To improve strobe crosstalk on 144Hz, try 120Hz or 100Hz strobe with VRB. Also, I don't know how VRB responds to manually-created large vertical totals, but it's worth a try since most FreeSync-compatible 144Hz 1080p panels are scanrate-multisync and tends to respond well to large vertical totals.

Temper your expectations regardless of CRT or LCD strobe backlight.

Moral of the story:
(1) Used CRTs can be cheaper than cherrypicking a top-of-the-line strobe backlight LCD, if you're aiming for smaller screens/lower-rez
(2) It's easy to get a bad CRT with a worn picture, given age of many monitors.
(3) It's easy to get a bad strobe backlight LCD, given that many manufacturers just simply flash the backlight without proper tuning
(4) It's possible to get a strobe backlight LCDs that produces motion clarity preferable over many CRTs, depending on your goals.
(5) Nothing beats a fresh, newly manufactured CRT with good tuned electronics, for black levels and certain criteria.
(6) Nothing beats an LCD for other categories such as perfect geometry (for native resolution)
(7) It requires totally different expectations (i.e. for strobe backlight LCDs do not expect crosstalk-free CRT-clarity strobing at max Hz, you need hertzroom) to get the best of what you're aiming for. Your goals. And your open wallet.

Change variables and you may get by easily with a used 1024x768 75 Hz CRT. But change the variables and your only option can easily steer to strobe-backlight LCD. Not even the storied Sony FW900 CRT gives you good 1080p 120Hz, but you can get relatively crosstalk-free 1080p 120Hz with certain models of 240Hz monitors, both TN and IPS (VESA 1ms ballpark GtG10->90%).

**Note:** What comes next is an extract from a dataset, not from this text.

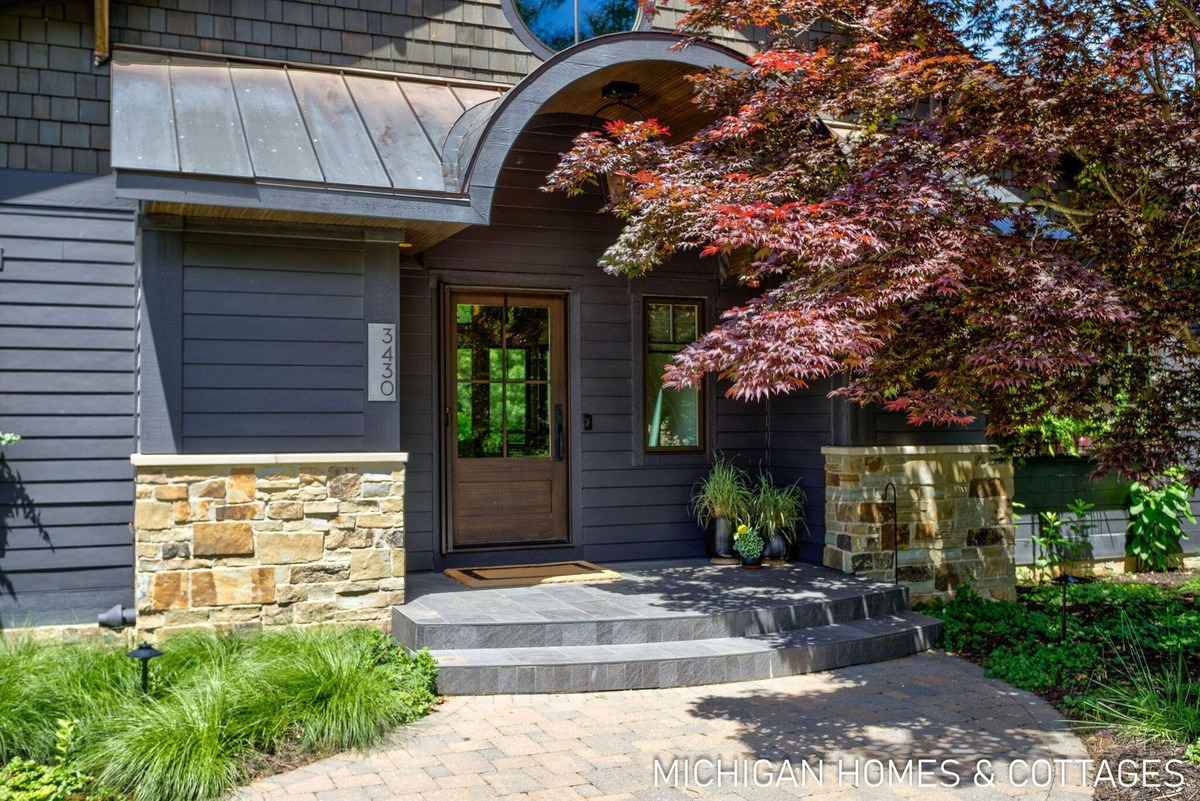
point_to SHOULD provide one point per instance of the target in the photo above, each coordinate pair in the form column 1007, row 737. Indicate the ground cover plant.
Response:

Posted: 01 Oct 2019, 14:26
by sdx
You will be thoroughly disappointed with the CRT. Today's modern gaming LCDs outperform CRTs in almost every way. I had a Mitsubishi Diamond Pro 2070SB sitting in the closet which can do 1024x768@160hz, one day I hooked it up to compare and I immediately put it away again (now it's gone I gave it away).

Stick with LCD.


Posted: 02 Oct 2019, 10:04
by konchy
Thanks for your reply Chief,

I just received my HDMI - VGA adapter today. Will try to get a good CRT soon if I can find it. Been trying VRB for a few days, but getting a lot of eye strain. Because VRB only works at a locked brightness and it's too bright for me. Going back to gsync-vsync for the time being until hopefully I can find a decent CRT monitor.

sdx, thanks for your reply. I used to game a lot at 1024 x 768 ages ago. Hoping that I can find a CRT with better resolution with at least 75Hz.


Posted: 02 Oct 2019, 19:06
by flood
RealNC wrote:Usually, CRTs are around 1600x1200@120Hz.
that corresponds to a horizontal scan rate of above 144kHz, which is no crt monitor can achieve. (highest is around 140kHz in 2070sb + rebrands, 137kHz in sony gdm f520).
konchy wrote: Will the CRT give me less motion blur than my current LCD monitor during fast flicks in FPS games such as Rainbow Six Siege?
idk what you do in rainbow six siege, but if it's an fps game where you mostly stare at the crosshair to aim, motion blur isn't going to be very different between a CRT and an LCD at similar refresh rate.

low persistence only matters when your eyes are tracking something that is moving.


Posted: 03 Oct 2019, 11:11
by RealNC
flood wrote:
RealNC wrote:Usually, CRTs are around 1600x1200@120Hz.
that corresponds to a horizontal scan rate of above 144kHz, which is no crt monitor can achieve.
I meant as maximums, not as a supported mode.